Simmons has another article up on the Bulls-Celtics series. I was watching ESPN First Take today at lunch, and Skip Bayless and Jalen Rose were debating whether this is the best NBA playoff series ever. To me I think you need to take a little time for something like that. I thnk that if the winner goes down 4-1 to Orlando, then in 3 years only Bulls and Celtics fans will really remember a lot of it, you know?

Bengoodfella said...

Fordbut? Why do you get all the odd verification names?

Like I said earlier, I thought about it and really this just seems like shitty heresay evidence that she has about it, where players knew but didn't tell anyone. Until I hear some actual evidence, I am afraid I stand unconvinced.

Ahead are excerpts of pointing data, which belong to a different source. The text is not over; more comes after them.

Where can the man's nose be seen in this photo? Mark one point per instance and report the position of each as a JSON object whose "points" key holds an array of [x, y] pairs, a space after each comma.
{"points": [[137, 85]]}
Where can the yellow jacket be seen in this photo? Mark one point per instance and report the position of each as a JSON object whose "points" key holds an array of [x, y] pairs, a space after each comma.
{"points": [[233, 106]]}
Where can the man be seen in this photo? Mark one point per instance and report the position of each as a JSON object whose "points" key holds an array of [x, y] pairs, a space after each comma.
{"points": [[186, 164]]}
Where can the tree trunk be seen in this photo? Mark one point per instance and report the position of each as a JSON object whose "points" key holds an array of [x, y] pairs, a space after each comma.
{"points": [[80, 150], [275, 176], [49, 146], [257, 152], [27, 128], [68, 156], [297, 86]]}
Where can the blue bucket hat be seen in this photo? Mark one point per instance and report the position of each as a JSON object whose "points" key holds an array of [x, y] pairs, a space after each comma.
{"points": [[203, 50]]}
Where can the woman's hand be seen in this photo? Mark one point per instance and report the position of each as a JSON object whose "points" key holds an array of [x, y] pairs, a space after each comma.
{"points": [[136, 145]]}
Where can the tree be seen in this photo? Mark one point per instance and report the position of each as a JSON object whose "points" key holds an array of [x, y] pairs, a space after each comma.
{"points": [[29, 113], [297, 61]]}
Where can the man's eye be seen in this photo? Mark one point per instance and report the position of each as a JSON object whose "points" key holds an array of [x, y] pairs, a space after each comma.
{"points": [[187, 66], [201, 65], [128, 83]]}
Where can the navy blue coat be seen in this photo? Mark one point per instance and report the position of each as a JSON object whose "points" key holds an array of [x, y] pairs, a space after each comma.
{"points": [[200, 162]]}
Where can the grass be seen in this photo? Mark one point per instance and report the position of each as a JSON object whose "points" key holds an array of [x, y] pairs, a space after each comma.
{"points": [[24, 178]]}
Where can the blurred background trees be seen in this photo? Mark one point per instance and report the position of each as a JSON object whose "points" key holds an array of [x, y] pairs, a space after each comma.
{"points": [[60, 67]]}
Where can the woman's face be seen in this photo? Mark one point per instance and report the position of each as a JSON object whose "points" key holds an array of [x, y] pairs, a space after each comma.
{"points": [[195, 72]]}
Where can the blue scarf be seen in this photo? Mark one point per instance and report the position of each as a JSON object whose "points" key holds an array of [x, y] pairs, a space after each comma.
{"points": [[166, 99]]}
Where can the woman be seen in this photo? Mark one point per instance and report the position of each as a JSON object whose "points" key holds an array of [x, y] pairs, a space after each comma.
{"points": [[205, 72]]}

I forgot Thomas Davis played safety at Georgia...probably because I am trying to block out when the Panthers tried him out there for a year. It was brutal.

After learning all SS do stuff like that, this seems flimsy.

I will read that Simmons column later and see if it is worthy. I have to say, it has been a good series so far. A lot of how it is remembered is going to depend on how far the winner gets. It is still a first round matchup, but still a great one.

KentAllard said...

According to articles in the Minneapolis papers, Favre is on the verge of signing a one-year K (contract) with the Vikings for $7 million with an extra $3 million in incentives.

Chris W said...

Kent--

He's going to sign as their kicker?


word="nesiti"

Bengoodfella said...

That doesn't surprise me, I knew he would not stay retired. I remember when he was on SportsCenter earlier this year and the reporter asked why we should believe him this time and he gave some BS answer...I knew then. I do wonder about the surgery that he needs to have though.

Maybe when he retires again after another average year, when he retires again columnists will quit eulogizing him. I can't believe they traded for Sage Rosenfels and now they may sign Favre.